The Supreme Court seems likely to land within haling distance of Kellogg and leave it to the Ninth Circuit to apply that standard to the documents sought by the grand jury but withheld by the law firm. Petitioner’s standard is predictable, but because it invites the participation of lawyers in communications for the purpose of shielding them from disclosure, it is too amenable to abuse. Avoiding the need to precisely measure purposes against each other is likely to eliminate the main concerns expressed about the “primary purpose” standard in its real world application to communications that have more than one significant (not merely legitimate) purpose.
1 In re Grand Jury, 23 F.4th 1088 (9th Cir. 2022) (opinion as amended on denial of rehearing).
2 FTC v. Boehringer Ingelheim Pharmaceuticals, Inc., 892 F.3d 1264, 1267-68 (D.C. Cir. 2018) (attorney client privilege applies to communications related to negotiating terms of an antitrust settlement); In reKellogg, Brown & Root, Inc., 756 F.3d 754, 759-60 (D.C. Cir. 2014) (attorney client privilege applies to communications related to internal investigation).
3 Moore v.
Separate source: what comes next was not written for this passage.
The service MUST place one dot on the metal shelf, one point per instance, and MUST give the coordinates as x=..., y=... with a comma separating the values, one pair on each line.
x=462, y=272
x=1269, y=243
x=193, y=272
United States, 285 A.3d 228 (D.C. Nov. 17, 2022). The court, in a 2-1 decision, overturned Moore’s convictions because of the erroneous admission of statements he made to his then defense attorney in a prior criminal case expressing hostility to and arguably threats against a prosecutor. The majority applied an avowedly “permissive” standard to the privilege in the context of a defendant’s communications to an appointed defense lawyer. Moore is not really an example of a “dual purpose” communication; the specific statements were not made to obtain legal advice, but they “related to” an indigent client’s significant purpose of obtaining legal advice. Moore’srationale for extending the privilege is to protect the attorney client relationship in a context in which understanding (and to some extent managing) a client’s emotional state can be vital to providing effective representation.
4 In reality most communications involve “mixed questions” or the application of law to fact. The difficulty in identifying a single primary purpose, in this view, may come from the interdependence of legal and business considerations, for example, in arriving at the best settlement possible from the client’s perspective in light of both legal and business constraints, rather than the difficulty in measuring the relative importance of independent purposes.
5 Under the current Restatement, for the privilege to apply, the “client must consult the lawyer for the purpose of obtaining legal assistance and not predominantly for another purpose.” Restatement (Third) of the Law Governing Lawyers § 72, cmt. c. That standard is inconsistent with a version of a “significant purpose” that would apply to any legitimate purpose, however unimportant it may be in relation to other purposes.